どう生きるのか

人は、生きる指針を何によって得るのでしょうか。多くの場合、生まれ育った家庭環境の中でプログラムされ、制限され、その囲いの中で精一杯模索するのが一般的です。

しかし、時として、プログラムそのものが本人にとって害となることがあり、プログラムがある前提でどれほどの探求をしても一向に幸せになれないことがあると思います。

その場合、生きる前提とも言えるプログラムそのものを手放す知恵が必要となるわけですが、この手放すという言葉は言語で明確に伝達できる概念ではありません。

現時点で一般的に言われる対症療法は、多様な人々と接すると言うことです。多彩な人々と接する中で自分の考えや基礎OSが少し現実離れしていることに気づいたり、モデリングしたくなるような幸せな人と出会ったりするからです。

障害

しかしながら、いくつか障害となることがあります。まず、新しく出会う人とどのように関わるのかという問題です。他者の話を聞くのはいいのですが、それを聞いているあなたとはどういう存在なのか、そのアイデンティティの定義が非常に重要であることが分かってきました。

一つの例を挙げましょう。カルト宗教に依存する人々は、オ○ム真理教の時にもよく言われましたが、意外と高学歴の人が多かったのです。

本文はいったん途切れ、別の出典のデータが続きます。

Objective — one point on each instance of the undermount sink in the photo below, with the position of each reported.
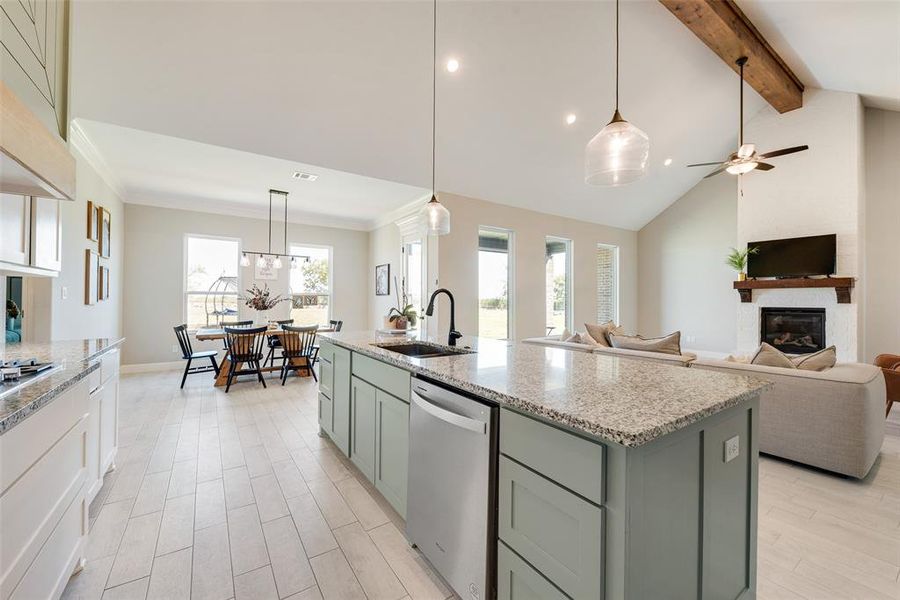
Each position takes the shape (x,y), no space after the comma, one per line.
(422,350)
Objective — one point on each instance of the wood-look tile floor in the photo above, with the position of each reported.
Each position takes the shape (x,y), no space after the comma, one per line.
(236,496)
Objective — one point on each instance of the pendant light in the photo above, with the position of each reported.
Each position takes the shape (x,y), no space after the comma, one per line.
(435,215)
(620,152)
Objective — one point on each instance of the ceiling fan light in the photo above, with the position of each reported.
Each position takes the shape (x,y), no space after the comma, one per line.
(617,155)
(741,168)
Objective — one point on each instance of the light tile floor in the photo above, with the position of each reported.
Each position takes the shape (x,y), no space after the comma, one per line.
(236,496)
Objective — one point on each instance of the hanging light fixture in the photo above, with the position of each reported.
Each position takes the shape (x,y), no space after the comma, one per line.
(434,214)
(620,152)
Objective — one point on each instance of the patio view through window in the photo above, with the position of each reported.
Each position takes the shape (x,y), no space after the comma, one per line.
(311,286)
(494,306)
(211,285)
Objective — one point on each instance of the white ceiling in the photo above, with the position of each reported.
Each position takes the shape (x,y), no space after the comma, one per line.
(849,46)
(162,170)
(347,86)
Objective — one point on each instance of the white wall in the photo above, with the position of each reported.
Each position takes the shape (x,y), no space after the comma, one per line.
(458,260)
(684,283)
(154,282)
(882,226)
(814,192)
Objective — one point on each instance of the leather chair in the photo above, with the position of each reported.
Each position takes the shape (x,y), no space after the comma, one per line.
(890,366)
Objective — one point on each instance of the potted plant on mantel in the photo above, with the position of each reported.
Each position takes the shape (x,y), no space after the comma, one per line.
(402,316)
(737,259)
(261,300)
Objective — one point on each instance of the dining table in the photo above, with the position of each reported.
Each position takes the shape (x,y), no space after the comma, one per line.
(205,334)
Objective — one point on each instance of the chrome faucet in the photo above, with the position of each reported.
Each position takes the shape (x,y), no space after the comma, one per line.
(454,335)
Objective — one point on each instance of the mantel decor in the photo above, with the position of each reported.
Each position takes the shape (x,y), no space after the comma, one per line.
(841,285)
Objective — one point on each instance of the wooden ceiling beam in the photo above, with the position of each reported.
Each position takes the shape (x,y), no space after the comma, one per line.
(722,26)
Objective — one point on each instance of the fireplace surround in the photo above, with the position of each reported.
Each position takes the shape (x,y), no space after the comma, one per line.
(793,330)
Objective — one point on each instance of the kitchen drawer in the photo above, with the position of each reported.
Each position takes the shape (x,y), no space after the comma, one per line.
(516,580)
(557,532)
(392,380)
(326,413)
(572,461)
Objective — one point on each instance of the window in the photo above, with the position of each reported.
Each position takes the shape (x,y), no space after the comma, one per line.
(559,284)
(607,283)
(211,284)
(495,283)
(311,286)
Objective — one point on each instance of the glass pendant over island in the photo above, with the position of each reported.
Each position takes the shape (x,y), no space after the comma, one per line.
(619,153)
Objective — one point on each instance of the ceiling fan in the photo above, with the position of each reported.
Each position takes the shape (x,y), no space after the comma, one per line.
(746,158)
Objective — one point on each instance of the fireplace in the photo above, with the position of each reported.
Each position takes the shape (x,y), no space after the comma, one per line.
(793,330)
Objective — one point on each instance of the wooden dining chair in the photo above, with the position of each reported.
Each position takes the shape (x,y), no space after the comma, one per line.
(275,343)
(188,354)
(297,350)
(245,347)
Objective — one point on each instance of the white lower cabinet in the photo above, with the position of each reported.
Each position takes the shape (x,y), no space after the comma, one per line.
(43,507)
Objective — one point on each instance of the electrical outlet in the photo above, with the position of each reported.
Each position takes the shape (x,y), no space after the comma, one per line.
(732,448)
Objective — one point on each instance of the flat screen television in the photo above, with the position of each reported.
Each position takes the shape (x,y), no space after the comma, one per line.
(793,257)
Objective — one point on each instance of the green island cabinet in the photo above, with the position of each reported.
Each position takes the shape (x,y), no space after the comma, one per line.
(364,409)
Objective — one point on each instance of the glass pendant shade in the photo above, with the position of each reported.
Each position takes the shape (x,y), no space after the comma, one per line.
(617,155)
(436,217)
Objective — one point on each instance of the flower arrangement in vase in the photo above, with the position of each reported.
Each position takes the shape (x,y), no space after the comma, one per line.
(261,300)
(402,316)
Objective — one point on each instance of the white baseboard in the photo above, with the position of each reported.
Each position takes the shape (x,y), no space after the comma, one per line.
(152,367)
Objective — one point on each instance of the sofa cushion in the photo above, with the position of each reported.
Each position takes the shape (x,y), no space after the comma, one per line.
(668,344)
(600,333)
(770,356)
(817,361)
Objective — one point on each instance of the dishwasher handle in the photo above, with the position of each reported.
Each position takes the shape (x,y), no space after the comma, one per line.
(448,416)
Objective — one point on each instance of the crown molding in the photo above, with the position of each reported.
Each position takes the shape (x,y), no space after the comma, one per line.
(79,140)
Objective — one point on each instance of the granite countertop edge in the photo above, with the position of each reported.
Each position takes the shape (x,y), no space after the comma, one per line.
(625,438)
(71,374)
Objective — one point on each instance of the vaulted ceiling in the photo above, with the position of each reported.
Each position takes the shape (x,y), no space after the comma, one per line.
(346,87)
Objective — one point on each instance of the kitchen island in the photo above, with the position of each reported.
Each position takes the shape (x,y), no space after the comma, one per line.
(58,437)
(615,477)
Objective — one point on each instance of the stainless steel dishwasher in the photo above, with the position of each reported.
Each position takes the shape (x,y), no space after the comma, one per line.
(451,498)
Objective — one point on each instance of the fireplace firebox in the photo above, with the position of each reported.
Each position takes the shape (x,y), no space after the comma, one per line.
(793,330)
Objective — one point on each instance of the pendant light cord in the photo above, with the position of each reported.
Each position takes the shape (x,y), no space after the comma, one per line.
(433,96)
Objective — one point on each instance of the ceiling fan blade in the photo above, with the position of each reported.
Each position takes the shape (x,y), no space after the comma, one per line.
(784,151)
(716,172)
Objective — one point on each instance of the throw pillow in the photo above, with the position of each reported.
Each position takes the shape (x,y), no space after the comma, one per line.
(601,332)
(769,356)
(817,361)
(667,344)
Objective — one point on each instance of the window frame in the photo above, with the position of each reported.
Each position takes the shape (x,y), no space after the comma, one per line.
(294,248)
(615,279)
(184,266)
(510,280)
(570,280)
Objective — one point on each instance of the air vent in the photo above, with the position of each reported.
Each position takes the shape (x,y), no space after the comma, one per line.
(304,176)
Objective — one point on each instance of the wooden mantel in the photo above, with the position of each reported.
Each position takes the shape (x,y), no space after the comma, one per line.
(841,285)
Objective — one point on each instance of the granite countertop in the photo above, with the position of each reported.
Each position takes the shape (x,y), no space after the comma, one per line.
(76,358)
(625,400)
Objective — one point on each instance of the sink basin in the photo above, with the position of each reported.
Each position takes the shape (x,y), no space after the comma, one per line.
(422,350)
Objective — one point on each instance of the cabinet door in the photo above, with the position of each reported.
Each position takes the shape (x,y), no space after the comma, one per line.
(15,228)
(392,441)
(46,233)
(341,399)
(109,424)
(362,430)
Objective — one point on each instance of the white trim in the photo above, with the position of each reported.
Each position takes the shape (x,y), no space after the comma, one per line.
(79,140)
(151,367)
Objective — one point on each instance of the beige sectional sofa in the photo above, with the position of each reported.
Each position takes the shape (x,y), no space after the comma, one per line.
(831,419)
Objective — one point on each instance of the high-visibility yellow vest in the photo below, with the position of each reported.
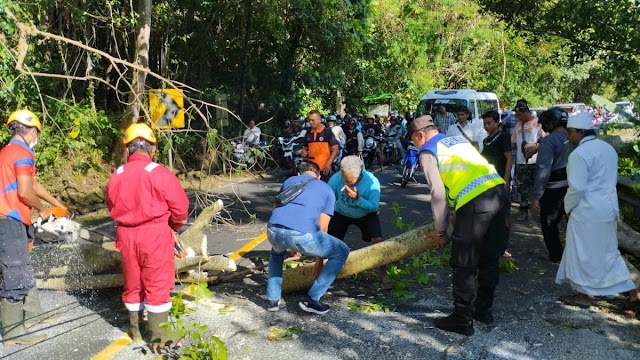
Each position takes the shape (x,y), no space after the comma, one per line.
(464,172)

その心理構造を私なりに解析すると、信念の一つに「自分はどう生きればいいのか分からない」というものが根強くあると思います。

この、「自分はどう生きればいいのか分からない」という信念が強いと、新しく出会った価値観に対してとても依存的になってしまうと言うことです。これはどのように考えればいいのでしょうか。

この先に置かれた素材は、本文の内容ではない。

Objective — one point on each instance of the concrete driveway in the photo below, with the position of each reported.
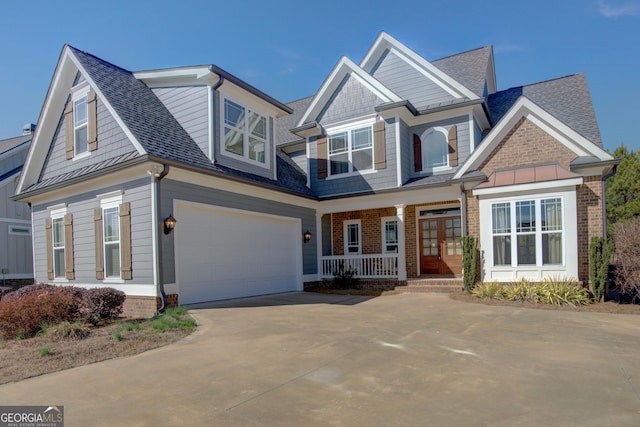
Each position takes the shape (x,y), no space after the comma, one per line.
(404,360)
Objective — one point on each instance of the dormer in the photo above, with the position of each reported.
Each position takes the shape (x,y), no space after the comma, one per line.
(231,121)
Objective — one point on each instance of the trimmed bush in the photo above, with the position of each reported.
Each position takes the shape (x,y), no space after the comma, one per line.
(99,304)
(25,317)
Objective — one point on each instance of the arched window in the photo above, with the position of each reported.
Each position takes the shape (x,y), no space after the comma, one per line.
(435,149)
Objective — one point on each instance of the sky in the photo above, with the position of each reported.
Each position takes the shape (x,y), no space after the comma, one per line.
(288,48)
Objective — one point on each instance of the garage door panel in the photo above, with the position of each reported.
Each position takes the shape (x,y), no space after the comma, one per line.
(223,254)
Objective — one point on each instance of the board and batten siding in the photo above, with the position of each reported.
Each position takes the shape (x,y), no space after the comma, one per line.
(366,181)
(190,107)
(177,190)
(408,83)
(112,142)
(138,193)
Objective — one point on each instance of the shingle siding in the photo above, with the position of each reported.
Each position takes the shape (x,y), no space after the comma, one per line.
(112,142)
(409,83)
(189,105)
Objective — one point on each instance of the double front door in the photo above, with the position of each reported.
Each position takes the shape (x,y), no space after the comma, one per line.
(440,246)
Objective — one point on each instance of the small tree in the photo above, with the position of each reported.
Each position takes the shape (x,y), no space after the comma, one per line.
(470,262)
(627,256)
(599,259)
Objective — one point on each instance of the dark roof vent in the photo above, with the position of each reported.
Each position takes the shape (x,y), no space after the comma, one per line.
(28,129)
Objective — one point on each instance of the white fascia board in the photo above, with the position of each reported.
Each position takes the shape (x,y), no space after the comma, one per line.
(374,201)
(385,41)
(342,68)
(524,107)
(529,188)
(49,118)
(106,103)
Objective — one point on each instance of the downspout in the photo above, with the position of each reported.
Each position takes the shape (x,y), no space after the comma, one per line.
(604,198)
(157,177)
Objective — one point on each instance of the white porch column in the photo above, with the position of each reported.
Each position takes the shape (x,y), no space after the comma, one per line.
(402,259)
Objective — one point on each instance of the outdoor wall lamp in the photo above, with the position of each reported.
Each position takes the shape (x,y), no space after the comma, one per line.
(169,224)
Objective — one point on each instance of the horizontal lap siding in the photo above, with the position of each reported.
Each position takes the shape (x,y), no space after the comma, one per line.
(190,106)
(408,83)
(112,142)
(82,206)
(174,190)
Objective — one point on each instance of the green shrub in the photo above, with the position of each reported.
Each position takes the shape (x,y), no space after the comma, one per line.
(470,262)
(488,290)
(100,304)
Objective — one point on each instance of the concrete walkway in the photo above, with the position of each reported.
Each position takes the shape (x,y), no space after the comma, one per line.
(327,360)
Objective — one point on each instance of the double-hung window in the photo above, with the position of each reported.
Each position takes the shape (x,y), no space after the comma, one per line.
(80,128)
(536,227)
(352,237)
(57,230)
(246,132)
(351,150)
(111,239)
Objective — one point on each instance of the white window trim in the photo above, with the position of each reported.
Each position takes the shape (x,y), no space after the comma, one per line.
(384,233)
(78,92)
(58,213)
(345,226)
(569,266)
(348,127)
(108,203)
(12,230)
(423,143)
(268,149)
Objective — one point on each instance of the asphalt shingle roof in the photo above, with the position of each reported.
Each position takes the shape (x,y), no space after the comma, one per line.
(158,131)
(467,68)
(566,98)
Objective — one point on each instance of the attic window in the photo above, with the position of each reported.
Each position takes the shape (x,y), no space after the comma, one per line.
(246,132)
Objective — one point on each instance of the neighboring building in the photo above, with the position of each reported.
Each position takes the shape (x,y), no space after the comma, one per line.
(386,166)
(16,259)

シンプルな構造で表現すれば、育成過程で十分な愛情を受けることなく(もしくはそのように感じて)育った場合には、自己肯定感が非常に低くなります。そのため、自分の考えというものに全く信頼を置くことができず、常に他者の価値観に対して服従してしまうと言う傾向が生まれます。

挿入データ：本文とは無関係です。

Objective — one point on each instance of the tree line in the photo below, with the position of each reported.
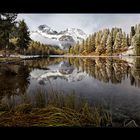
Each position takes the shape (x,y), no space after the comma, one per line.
(15,37)
(109,42)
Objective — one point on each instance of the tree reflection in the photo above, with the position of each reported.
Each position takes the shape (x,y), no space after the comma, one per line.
(14,83)
(109,69)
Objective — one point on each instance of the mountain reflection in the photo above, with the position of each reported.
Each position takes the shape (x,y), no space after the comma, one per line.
(109,70)
(15,81)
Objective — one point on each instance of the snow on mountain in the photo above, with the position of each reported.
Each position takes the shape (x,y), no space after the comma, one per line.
(63,39)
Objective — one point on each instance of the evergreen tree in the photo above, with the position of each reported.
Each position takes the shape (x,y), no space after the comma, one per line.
(92,45)
(109,48)
(23,36)
(128,40)
(124,41)
(136,43)
(7,21)
(97,43)
(132,33)
(118,41)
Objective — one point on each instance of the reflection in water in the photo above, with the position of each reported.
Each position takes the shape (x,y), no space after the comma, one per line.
(15,83)
(112,81)
(66,68)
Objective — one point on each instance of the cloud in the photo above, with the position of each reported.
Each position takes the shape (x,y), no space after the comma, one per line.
(89,23)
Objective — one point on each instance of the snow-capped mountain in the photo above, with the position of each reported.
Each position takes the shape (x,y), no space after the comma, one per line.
(63,39)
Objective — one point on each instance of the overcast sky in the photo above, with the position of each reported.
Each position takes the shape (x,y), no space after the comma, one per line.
(89,23)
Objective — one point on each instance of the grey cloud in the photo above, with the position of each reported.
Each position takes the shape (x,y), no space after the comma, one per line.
(89,23)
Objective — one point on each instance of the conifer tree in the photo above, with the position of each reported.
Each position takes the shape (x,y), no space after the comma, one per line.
(109,48)
(23,36)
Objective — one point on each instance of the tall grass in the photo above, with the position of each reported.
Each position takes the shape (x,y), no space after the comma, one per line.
(54,109)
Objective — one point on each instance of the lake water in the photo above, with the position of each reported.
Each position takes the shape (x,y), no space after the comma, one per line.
(111,82)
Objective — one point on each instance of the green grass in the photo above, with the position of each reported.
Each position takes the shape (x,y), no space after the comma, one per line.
(53,110)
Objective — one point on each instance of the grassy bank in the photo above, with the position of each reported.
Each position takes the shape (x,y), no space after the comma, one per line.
(52,110)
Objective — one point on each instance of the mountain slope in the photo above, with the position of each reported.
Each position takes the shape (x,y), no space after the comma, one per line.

これは心の構造の話しなので、基本的には必ずこうなります。それほど、人間というものは環境によって決められてしまう存在なのです。少し脱線しますが、自己肯定感というのはお金があるとかないとか、そういった外的要素とは無関係なものです。従って、どれほど衣食住が充足されているのかとは無関係に、必要な愛情がなければ人間の自尊心というものは破壊されてしまうのです。

アイデンティティ

上の方でアイデンティティ、自己肯定感という言葉を出しましたが、まず自分という人間をどのように認識しているのかによって、新しい価値観に対してどのように接するのかというのが決まってきます。

非常に依存的傾向が強い場合には(これは当人の責任ではないのですが)、新しい価値観に対して非常に隷属的になってしまうことが考えられます。望ましい価値観であっても、隷属的であることで本人もその周囲にいる人も、どこか心からの充足感とは呼べない状況が生まれやすくなります。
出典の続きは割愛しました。